Friday, April 01, 2011

Why the SEWA model of self-reliance is way better than Usury model of Microfinance


Professor Jagdish Bhaghwati favors the SEWA (Self Employed Women’s Association) model of helping poor people over the much-maligned Microfinance, which seems to be just another exorbitantly-paying employment scheme for MBA/Finance types. Professor Bhaghwati writes:

1. ...the true pioneer of microfinance is a remarkable woman from Ahmedabad, India (where Mahatma Gandhi had his ashram), Ela Bhatt, a follower of Gandhi who established SEWA (Self-Employed Women's Association) as a bank in April 1974, two years before Yunus founded his Grameen Bank Project in Jobra, Bangladesh.

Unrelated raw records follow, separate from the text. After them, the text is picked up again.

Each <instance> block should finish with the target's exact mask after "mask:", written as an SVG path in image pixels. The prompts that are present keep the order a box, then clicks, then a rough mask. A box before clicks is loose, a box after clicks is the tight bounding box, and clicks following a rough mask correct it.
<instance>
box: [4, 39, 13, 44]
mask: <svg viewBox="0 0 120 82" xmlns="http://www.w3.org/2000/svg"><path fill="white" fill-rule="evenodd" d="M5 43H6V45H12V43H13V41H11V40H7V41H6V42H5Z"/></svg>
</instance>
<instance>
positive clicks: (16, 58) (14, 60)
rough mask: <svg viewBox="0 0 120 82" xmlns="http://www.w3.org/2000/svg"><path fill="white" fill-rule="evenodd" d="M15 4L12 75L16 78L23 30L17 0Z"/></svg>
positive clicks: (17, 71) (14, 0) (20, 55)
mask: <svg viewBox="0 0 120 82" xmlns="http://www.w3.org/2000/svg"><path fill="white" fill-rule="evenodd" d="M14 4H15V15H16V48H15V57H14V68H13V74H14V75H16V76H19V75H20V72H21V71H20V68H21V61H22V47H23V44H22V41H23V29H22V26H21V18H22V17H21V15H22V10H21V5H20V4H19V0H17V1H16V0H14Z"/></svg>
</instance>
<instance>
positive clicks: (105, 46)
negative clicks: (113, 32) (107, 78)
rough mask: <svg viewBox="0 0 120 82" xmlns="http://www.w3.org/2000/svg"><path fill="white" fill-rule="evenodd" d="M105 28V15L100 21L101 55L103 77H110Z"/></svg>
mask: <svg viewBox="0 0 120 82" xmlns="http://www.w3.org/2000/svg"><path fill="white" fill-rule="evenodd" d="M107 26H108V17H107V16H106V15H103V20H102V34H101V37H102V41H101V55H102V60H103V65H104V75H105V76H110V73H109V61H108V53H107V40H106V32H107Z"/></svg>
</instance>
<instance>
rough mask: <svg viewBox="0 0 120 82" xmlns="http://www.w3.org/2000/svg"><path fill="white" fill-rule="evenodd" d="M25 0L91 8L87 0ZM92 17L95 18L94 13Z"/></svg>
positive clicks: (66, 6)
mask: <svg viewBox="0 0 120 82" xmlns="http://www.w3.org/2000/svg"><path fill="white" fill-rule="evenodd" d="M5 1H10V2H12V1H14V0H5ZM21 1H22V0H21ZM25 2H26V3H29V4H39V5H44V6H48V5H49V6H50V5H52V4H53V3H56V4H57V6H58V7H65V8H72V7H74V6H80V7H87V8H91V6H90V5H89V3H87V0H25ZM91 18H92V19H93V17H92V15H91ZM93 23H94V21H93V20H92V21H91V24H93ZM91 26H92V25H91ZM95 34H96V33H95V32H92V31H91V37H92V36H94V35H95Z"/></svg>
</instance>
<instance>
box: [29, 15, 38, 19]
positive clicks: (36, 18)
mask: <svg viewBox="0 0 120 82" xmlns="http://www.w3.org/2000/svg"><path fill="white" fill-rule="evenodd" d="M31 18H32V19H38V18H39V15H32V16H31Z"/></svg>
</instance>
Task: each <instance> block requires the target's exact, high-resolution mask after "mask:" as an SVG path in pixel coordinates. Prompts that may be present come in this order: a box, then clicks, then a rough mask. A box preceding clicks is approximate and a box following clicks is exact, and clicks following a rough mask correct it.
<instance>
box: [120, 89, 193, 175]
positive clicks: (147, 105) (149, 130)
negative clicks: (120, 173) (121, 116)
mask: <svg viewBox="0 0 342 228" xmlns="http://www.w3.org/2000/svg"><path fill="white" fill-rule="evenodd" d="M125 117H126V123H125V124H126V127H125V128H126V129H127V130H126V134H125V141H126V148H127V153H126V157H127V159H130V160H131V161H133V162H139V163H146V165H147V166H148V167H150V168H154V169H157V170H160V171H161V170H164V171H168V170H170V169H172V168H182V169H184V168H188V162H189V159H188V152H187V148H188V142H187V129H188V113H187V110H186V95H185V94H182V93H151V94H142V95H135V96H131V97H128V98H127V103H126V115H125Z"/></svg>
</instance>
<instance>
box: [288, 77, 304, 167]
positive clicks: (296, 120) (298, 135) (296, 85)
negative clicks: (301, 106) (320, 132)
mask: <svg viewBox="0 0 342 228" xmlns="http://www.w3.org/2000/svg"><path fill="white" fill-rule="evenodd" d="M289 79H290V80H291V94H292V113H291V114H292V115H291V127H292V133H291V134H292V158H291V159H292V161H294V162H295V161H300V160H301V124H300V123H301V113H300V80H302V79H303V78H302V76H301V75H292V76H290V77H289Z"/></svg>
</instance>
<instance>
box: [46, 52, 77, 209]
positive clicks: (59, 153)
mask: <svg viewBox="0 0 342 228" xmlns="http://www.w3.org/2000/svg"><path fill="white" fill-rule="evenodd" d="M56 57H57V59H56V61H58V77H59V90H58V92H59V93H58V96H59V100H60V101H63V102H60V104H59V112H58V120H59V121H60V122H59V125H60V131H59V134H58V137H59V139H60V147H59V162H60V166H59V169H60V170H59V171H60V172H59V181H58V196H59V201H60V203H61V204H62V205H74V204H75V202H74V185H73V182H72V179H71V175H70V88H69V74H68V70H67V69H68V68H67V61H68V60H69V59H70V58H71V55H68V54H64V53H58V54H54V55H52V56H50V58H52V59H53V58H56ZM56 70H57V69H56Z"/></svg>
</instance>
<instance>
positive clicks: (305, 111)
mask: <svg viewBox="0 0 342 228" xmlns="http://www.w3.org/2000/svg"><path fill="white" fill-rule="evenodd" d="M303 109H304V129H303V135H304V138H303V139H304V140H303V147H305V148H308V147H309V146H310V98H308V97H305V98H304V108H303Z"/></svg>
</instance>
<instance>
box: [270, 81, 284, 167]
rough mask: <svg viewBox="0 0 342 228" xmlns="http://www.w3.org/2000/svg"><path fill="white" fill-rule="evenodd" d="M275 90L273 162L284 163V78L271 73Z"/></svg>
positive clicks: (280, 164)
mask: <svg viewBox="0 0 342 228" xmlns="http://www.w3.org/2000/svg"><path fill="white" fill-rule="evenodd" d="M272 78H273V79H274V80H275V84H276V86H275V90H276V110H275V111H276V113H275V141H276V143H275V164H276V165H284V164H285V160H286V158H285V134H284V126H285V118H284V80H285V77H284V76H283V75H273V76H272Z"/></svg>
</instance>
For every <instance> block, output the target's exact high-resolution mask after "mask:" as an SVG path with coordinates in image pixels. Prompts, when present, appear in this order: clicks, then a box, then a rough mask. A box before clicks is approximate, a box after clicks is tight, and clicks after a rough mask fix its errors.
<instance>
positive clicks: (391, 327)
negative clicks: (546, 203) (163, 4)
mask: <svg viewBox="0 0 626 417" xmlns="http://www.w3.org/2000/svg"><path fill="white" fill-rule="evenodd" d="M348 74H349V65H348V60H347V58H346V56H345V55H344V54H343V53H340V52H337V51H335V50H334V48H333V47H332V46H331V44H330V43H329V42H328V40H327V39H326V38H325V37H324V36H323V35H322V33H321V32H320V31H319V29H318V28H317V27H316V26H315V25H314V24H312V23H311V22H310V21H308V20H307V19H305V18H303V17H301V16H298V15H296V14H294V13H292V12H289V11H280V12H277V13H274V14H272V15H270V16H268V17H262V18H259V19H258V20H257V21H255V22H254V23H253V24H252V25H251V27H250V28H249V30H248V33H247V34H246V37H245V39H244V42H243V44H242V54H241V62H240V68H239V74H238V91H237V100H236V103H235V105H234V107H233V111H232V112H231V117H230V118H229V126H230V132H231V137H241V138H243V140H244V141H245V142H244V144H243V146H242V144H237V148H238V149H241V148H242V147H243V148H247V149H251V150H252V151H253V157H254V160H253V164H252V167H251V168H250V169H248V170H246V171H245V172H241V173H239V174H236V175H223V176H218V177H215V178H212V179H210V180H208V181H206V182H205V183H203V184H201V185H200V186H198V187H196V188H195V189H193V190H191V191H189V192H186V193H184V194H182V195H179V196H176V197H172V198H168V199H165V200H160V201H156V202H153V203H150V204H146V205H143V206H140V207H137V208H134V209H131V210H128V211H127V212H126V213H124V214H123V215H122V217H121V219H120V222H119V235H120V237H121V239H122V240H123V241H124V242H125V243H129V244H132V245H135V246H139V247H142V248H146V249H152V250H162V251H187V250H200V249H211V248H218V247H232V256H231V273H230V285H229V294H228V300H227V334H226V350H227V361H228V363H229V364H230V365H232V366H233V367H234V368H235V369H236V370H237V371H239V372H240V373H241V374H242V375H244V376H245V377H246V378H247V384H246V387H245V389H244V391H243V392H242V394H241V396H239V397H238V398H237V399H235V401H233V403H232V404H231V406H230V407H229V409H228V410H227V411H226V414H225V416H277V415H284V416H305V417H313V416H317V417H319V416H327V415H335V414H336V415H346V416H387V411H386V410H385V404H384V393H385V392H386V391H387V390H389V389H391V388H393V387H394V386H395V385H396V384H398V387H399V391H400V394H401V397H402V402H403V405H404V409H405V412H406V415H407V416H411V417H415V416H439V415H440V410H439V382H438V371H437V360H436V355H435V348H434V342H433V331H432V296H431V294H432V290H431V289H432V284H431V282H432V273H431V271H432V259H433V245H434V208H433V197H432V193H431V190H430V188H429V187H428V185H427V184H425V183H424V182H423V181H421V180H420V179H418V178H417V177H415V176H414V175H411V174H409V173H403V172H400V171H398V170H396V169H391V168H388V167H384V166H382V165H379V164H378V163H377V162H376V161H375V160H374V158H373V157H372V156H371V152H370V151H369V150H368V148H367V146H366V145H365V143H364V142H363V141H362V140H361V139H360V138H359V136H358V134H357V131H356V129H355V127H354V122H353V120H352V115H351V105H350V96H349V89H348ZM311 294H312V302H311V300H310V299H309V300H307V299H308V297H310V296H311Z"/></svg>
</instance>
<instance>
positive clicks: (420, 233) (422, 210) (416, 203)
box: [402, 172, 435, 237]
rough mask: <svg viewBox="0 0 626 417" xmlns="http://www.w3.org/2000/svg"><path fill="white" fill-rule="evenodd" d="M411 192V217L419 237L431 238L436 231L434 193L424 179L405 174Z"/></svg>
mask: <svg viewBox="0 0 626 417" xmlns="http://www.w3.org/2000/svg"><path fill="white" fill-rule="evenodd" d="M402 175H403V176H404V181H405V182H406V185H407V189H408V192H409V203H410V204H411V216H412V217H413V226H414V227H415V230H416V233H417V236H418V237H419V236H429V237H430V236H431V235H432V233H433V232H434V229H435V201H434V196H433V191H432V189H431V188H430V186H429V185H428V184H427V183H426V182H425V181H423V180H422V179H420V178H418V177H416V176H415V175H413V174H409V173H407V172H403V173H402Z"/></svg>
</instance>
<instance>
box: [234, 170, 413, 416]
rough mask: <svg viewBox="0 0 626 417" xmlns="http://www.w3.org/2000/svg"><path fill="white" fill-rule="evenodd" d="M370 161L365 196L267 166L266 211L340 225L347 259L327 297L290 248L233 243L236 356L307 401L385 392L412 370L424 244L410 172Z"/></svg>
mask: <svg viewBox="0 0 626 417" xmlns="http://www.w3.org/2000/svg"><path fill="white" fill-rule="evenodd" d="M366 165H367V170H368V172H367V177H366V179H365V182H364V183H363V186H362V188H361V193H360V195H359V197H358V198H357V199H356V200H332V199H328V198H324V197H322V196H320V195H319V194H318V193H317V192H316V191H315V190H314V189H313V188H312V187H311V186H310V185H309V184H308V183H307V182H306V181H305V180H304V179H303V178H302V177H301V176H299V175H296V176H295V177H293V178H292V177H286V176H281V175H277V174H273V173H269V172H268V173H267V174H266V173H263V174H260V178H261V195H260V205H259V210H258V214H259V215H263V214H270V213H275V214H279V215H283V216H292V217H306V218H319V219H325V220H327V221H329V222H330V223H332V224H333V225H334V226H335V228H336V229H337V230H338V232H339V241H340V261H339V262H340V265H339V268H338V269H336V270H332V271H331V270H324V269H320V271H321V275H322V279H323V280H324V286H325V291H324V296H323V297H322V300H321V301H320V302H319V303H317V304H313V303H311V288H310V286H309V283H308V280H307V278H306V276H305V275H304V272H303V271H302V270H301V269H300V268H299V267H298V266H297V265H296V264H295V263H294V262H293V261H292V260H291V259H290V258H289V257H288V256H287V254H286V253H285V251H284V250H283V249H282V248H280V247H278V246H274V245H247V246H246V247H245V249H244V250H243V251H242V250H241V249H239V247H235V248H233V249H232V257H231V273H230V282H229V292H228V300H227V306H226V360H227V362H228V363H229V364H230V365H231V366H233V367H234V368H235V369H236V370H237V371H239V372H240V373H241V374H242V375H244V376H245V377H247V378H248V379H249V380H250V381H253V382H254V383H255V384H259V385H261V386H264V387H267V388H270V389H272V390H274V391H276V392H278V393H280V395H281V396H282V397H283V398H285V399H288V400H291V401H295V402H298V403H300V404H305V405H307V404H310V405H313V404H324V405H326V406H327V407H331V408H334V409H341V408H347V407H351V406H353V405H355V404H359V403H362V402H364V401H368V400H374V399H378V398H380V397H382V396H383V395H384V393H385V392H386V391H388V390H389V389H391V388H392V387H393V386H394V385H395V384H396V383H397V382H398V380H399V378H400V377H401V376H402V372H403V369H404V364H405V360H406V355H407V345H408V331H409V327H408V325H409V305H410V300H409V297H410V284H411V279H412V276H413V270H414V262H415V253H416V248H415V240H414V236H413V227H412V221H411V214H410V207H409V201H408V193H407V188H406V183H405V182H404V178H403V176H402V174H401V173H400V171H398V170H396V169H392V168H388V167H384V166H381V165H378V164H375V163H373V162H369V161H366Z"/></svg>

2. Throughout its existence, SEWA has been regulated by India's central bank, the Reserve Bank of India, staying strictly within the law and seeking no special dispensations.

3. Unlike the Grameen Bank, it has received no foreign money (such as the grant of $100 million from Norway, the handling of which led to the initial charges of malfeasance against Yunus), and it has distributed dividends of 9-12% annually each year since its founding.


In summary
... SEWA has demonstrated that poor, self-employed women can own and run a financial body in a self-sustained fashion without external largess.